Também dedicaremos alguma atenção à Écloga IX, "Inês", de Bernardes, e à possibilidade de reflexão crítica a que convida.

I. Fílis, Marília e Belisa No caso das éclogas IV e V de Bernardes, o leitor d'O Lima é preparado por elementos paratextuais para o emparelhamento dos poemas que vai ler. As duas éclogas são precedidas por um soneto dedicatório, que deixa claro que os poemas são pensados – pelo menos na circunstância da sua oferta e na sua disposição no livro – para serem lidos em conjunto. O manuscrito que inclui a Écloga IV (Códice 2, Biblioteca Nacional de Portugal) não contém o soneto dedicatório nem a Écloga V, o que nos permite supor que a ideia de emparelhar estes poemas poderá ter sido posterior à primeira redacção de "Fílis". Esse propósito seria já claro no momento de reescrever e organizar os poemas: note-se como o verso "No mesmo ponto que a Galateia viste" (Écloga IV, v. 31) é mudado para "No mesmo dia que Galateia viste", evitando mais tarde a repetição na fala de Marília, "Naquele mesmo ponto em que te vi" (Écloga V, v. 61). Pelo seu lado, a écloga camoniana tem sido acompanhada desde a edição de 1595 pela epígrafe "De Almeno e Belisa, continuando com a passada", seguindo a Écloga II, "Ao longo do sereno", em que um dos pastores também se chama Almeno.
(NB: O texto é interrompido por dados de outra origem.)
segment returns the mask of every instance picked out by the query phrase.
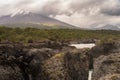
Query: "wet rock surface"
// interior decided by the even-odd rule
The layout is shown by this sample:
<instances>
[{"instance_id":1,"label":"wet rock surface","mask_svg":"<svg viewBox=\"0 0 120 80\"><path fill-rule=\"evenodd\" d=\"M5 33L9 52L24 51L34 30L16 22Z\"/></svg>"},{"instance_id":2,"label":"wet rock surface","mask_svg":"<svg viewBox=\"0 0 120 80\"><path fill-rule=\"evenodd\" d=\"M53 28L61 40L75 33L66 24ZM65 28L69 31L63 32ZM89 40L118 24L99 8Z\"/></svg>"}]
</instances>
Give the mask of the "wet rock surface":
<instances>
[{"instance_id":1,"label":"wet rock surface","mask_svg":"<svg viewBox=\"0 0 120 80\"><path fill-rule=\"evenodd\" d=\"M120 80L120 43L107 43L99 48L97 46L92 53L94 56L92 80Z\"/></svg>"}]
</instances>

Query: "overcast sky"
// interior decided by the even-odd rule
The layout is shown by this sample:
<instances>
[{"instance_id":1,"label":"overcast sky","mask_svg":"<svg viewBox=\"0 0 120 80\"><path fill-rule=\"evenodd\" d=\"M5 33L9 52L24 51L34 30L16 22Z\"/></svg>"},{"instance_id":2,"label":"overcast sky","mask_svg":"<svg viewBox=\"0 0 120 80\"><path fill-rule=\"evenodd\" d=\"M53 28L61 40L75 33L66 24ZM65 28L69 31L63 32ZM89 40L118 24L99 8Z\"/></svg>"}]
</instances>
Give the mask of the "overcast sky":
<instances>
[{"instance_id":1,"label":"overcast sky","mask_svg":"<svg viewBox=\"0 0 120 80\"><path fill-rule=\"evenodd\" d=\"M0 0L0 16L20 10L79 27L120 23L120 0Z\"/></svg>"}]
</instances>

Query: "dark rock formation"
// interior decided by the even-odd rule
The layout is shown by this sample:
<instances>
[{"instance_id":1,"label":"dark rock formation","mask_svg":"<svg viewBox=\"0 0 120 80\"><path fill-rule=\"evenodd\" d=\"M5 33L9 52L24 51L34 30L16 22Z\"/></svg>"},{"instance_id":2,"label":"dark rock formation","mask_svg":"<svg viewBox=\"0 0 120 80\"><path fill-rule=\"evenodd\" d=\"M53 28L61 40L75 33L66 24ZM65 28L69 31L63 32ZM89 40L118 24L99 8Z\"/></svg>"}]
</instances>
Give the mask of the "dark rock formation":
<instances>
[{"instance_id":1,"label":"dark rock formation","mask_svg":"<svg viewBox=\"0 0 120 80\"><path fill-rule=\"evenodd\" d=\"M88 51L55 44L1 44L0 80L87 80Z\"/></svg>"},{"instance_id":2,"label":"dark rock formation","mask_svg":"<svg viewBox=\"0 0 120 80\"><path fill-rule=\"evenodd\" d=\"M51 57L44 64L45 80L87 80L89 60L87 50L71 50Z\"/></svg>"},{"instance_id":3,"label":"dark rock formation","mask_svg":"<svg viewBox=\"0 0 120 80\"><path fill-rule=\"evenodd\" d=\"M90 54L94 60L92 80L120 80L120 43L104 43L94 47Z\"/></svg>"}]
</instances>

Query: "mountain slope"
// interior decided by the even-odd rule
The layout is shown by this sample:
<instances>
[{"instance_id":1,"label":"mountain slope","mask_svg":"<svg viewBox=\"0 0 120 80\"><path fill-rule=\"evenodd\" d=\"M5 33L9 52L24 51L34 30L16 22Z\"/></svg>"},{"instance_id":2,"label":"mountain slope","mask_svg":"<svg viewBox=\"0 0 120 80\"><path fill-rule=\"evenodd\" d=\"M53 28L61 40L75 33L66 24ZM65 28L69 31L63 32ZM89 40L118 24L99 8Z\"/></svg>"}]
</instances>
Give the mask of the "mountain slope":
<instances>
[{"instance_id":1,"label":"mountain slope","mask_svg":"<svg viewBox=\"0 0 120 80\"><path fill-rule=\"evenodd\" d=\"M41 14L22 12L0 17L0 25L7 27L36 27L36 28L76 28L54 18Z\"/></svg>"},{"instance_id":2,"label":"mountain slope","mask_svg":"<svg viewBox=\"0 0 120 80\"><path fill-rule=\"evenodd\" d=\"M93 25L92 27L93 30L120 30L120 25L112 25L112 24L97 24Z\"/></svg>"}]
</instances>

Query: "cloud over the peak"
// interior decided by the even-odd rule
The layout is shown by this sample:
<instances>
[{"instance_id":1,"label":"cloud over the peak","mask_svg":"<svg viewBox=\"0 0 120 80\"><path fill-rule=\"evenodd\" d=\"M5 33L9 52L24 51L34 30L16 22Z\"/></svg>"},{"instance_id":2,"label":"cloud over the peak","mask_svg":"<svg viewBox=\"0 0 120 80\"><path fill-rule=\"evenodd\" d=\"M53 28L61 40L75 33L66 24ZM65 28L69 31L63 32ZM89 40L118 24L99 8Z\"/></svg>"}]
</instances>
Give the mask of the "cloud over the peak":
<instances>
[{"instance_id":1,"label":"cloud over the peak","mask_svg":"<svg viewBox=\"0 0 120 80\"><path fill-rule=\"evenodd\" d=\"M0 0L0 15L17 10L52 16L80 27L120 22L120 0Z\"/></svg>"}]
</instances>

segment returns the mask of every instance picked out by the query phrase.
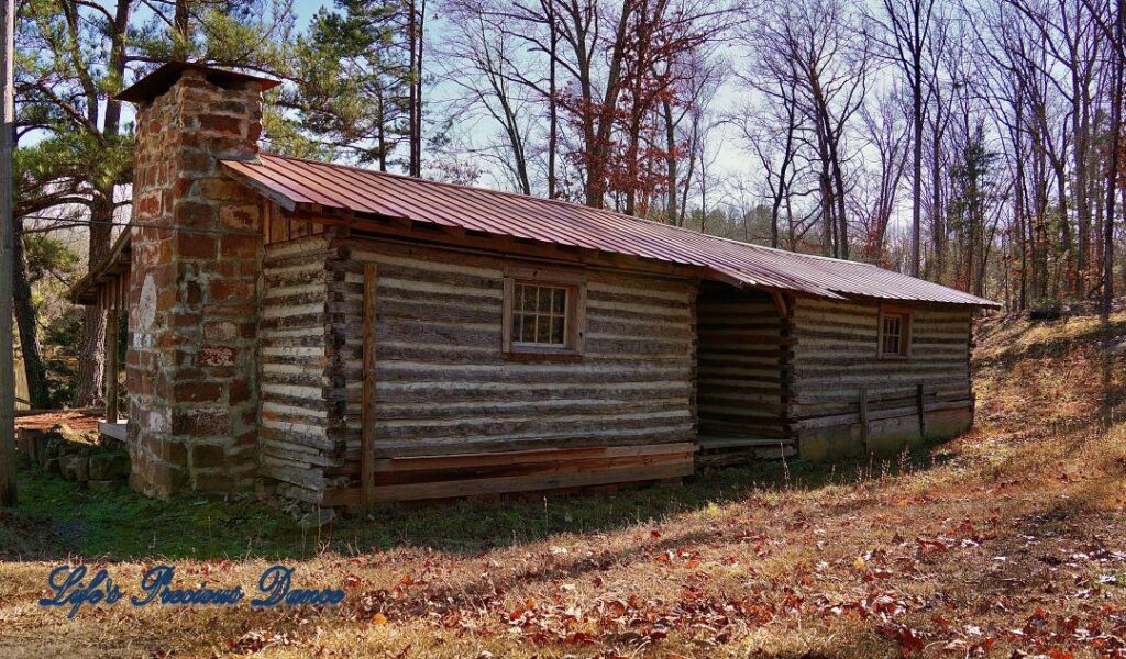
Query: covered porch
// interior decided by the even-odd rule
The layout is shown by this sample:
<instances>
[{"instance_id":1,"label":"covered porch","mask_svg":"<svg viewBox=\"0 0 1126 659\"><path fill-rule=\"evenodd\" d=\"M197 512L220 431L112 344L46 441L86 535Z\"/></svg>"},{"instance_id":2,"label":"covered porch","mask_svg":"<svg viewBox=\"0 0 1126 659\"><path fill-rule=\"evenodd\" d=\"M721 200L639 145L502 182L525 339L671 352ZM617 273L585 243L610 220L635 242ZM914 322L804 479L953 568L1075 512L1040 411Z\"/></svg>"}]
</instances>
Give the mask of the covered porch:
<instances>
[{"instance_id":1,"label":"covered porch","mask_svg":"<svg viewBox=\"0 0 1126 659\"><path fill-rule=\"evenodd\" d=\"M781 295L700 286L696 300L696 461L727 464L788 458L793 337Z\"/></svg>"},{"instance_id":2,"label":"covered porch","mask_svg":"<svg viewBox=\"0 0 1126 659\"><path fill-rule=\"evenodd\" d=\"M106 340L102 344L105 363L104 390L106 414L98 419L98 431L104 437L125 443L128 439L127 419L120 414L122 325L128 318L129 263L132 259L129 231L114 242L113 249L90 272L71 289L71 301L92 306L106 314Z\"/></svg>"}]
</instances>

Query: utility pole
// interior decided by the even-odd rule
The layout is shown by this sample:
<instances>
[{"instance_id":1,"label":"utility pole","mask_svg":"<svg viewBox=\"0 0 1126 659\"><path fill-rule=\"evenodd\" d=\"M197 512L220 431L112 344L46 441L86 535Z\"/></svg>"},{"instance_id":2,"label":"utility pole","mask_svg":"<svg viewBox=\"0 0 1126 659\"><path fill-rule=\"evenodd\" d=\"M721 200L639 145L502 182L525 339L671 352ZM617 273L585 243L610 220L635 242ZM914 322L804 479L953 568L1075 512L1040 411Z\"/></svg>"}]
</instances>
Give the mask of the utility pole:
<instances>
[{"instance_id":1,"label":"utility pole","mask_svg":"<svg viewBox=\"0 0 1126 659\"><path fill-rule=\"evenodd\" d=\"M0 0L0 506L16 505L16 387L12 372L12 142L16 138L12 57L15 0Z\"/></svg>"}]
</instances>

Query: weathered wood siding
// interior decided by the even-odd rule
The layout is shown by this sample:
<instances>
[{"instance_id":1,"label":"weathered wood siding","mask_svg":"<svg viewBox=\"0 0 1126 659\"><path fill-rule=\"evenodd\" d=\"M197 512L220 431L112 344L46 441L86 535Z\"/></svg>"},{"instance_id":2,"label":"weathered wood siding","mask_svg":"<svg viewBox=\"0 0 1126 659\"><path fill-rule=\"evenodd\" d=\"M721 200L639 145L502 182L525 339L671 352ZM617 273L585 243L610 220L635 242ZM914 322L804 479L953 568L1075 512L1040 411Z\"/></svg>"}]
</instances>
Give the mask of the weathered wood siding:
<instances>
[{"instance_id":1,"label":"weathered wood siding","mask_svg":"<svg viewBox=\"0 0 1126 659\"><path fill-rule=\"evenodd\" d=\"M771 296L705 286L697 303L701 435L787 435L783 325Z\"/></svg>"},{"instance_id":2,"label":"weathered wood siding","mask_svg":"<svg viewBox=\"0 0 1126 659\"><path fill-rule=\"evenodd\" d=\"M971 312L915 307L906 359L877 356L878 314L875 303L796 300L790 415L803 457L894 449L919 437L920 385L928 435L951 436L972 423ZM861 390L867 433L860 424Z\"/></svg>"},{"instance_id":3,"label":"weathered wood siding","mask_svg":"<svg viewBox=\"0 0 1126 659\"><path fill-rule=\"evenodd\" d=\"M261 472L277 479L283 494L314 503L348 481L343 408L332 400L338 261L327 236L318 235L266 245L262 263Z\"/></svg>"},{"instance_id":4,"label":"weathered wood siding","mask_svg":"<svg viewBox=\"0 0 1126 659\"><path fill-rule=\"evenodd\" d=\"M374 262L377 457L692 439L694 283L590 271L581 359L515 361L501 350L503 268L521 263L350 247L349 439L360 431L361 269Z\"/></svg>"}]
</instances>

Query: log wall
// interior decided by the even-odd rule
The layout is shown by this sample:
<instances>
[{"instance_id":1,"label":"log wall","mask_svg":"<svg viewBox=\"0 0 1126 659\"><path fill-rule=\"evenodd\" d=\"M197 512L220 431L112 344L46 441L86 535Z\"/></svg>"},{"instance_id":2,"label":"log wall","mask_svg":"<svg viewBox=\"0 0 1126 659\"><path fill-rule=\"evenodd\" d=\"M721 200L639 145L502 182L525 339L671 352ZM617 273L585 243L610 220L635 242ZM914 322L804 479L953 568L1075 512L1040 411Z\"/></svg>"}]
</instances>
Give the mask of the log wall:
<instances>
[{"instance_id":1,"label":"log wall","mask_svg":"<svg viewBox=\"0 0 1126 659\"><path fill-rule=\"evenodd\" d=\"M319 235L266 245L259 314L261 473L280 493L321 503L348 482L333 318L339 252Z\"/></svg>"},{"instance_id":2,"label":"log wall","mask_svg":"<svg viewBox=\"0 0 1126 659\"><path fill-rule=\"evenodd\" d=\"M697 307L700 435L788 435L781 316L774 298L704 286Z\"/></svg>"},{"instance_id":3,"label":"log wall","mask_svg":"<svg viewBox=\"0 0 1126 659\"><path fill-rule=\"evenodd\" d=\"M972 425L969 309L915 307L905 359L878 358L878 314L876 303L795 301L790 417L804 459L891 452Z\"/></svg>"},{"instance_id":4,"label":"log wall","mask_svg":"<svg viewBox=\"0 0 1126 659\"><path fill-rule=\"evenodd\" d=\"M377 484L405 485L388 476L395 460L426 478L418 467L423 457L507 453L502 462L537 464L520 466L521 475L534 473L545 489L560 487L570 478L560 476L566 453L545 466L537 451L595 446L669 449L636 453L633 478L625 472L628 452L607 458L604 477L589 473L602 458L582 453L586 462L574 466L588 473L575 482L691 472L695 281L574 270L586 278L582 355L513 359L502 351L504 270L528 262L329 232L267 247L262 472L286 484L287 494L357 503L369 264L376 321L368 441ZM465 478L464 466L458 469ZM516 468L481 469L489 472L479 475L483 479L500 471L513 478ZM438 489L449 496L500 487L449 486ZM397 490L376 494L404 498Z\"/></svg>"}]
</instances>

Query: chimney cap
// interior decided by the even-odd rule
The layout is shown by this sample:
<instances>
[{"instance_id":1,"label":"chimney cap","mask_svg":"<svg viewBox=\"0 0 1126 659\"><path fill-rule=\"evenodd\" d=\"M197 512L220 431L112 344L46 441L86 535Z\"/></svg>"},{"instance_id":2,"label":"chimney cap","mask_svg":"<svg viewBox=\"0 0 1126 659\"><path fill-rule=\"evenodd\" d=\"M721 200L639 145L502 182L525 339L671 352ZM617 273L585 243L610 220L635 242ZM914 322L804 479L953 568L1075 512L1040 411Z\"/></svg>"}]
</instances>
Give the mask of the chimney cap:
<instances>
[{"instance_id":1,"label":"chimney cap","mask_svg":"<svg viewBox=\"0 0 1126 659\"><path fill-rule=\"evenodd\" d=\"M203 71L206 74L207 81L218 87L230 87L243 82L258 82L261 91L266 91L282 84L278 80L216 69L195 62L166 62L149 75L118 92L114 98L131 103L148 103L171 89L186 71Z\"/></svg>"}]
</instances>

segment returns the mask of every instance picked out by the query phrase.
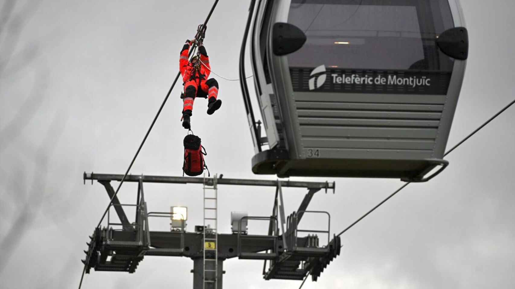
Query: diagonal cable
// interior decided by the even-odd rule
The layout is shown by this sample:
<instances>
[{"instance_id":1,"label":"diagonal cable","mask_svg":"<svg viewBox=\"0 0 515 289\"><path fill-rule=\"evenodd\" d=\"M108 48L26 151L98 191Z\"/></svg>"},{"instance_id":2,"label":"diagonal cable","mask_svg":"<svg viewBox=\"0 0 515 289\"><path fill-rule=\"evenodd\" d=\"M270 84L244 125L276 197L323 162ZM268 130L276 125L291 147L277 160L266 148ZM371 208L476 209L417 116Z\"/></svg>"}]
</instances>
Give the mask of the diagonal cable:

A sequência das éclogas e a epígrafe que as associa cria uma história, leva o leitor a conhecer melhor a personagem de Almeno e, porventura, a simpatizar com os seus problemas amorosos. Esta é uma possibilidade, autorizada pela organização editorial das Rhythmas – o que não oferece muita segurança, conhecendo-se as várias questões e dúvidas em torno desta edição 142 . Considerando a tradição manuscrita deste poema anterior à sua impressão, não parece possível afirmar que as duas éclogas fossem indissociáveis e não 142

Para uma síntese destes problemas, veja-se o verbete "Rhythmas de Luís de Camões", de Sheila Moura Hue, Dicionário de Camões, pp. 857-866.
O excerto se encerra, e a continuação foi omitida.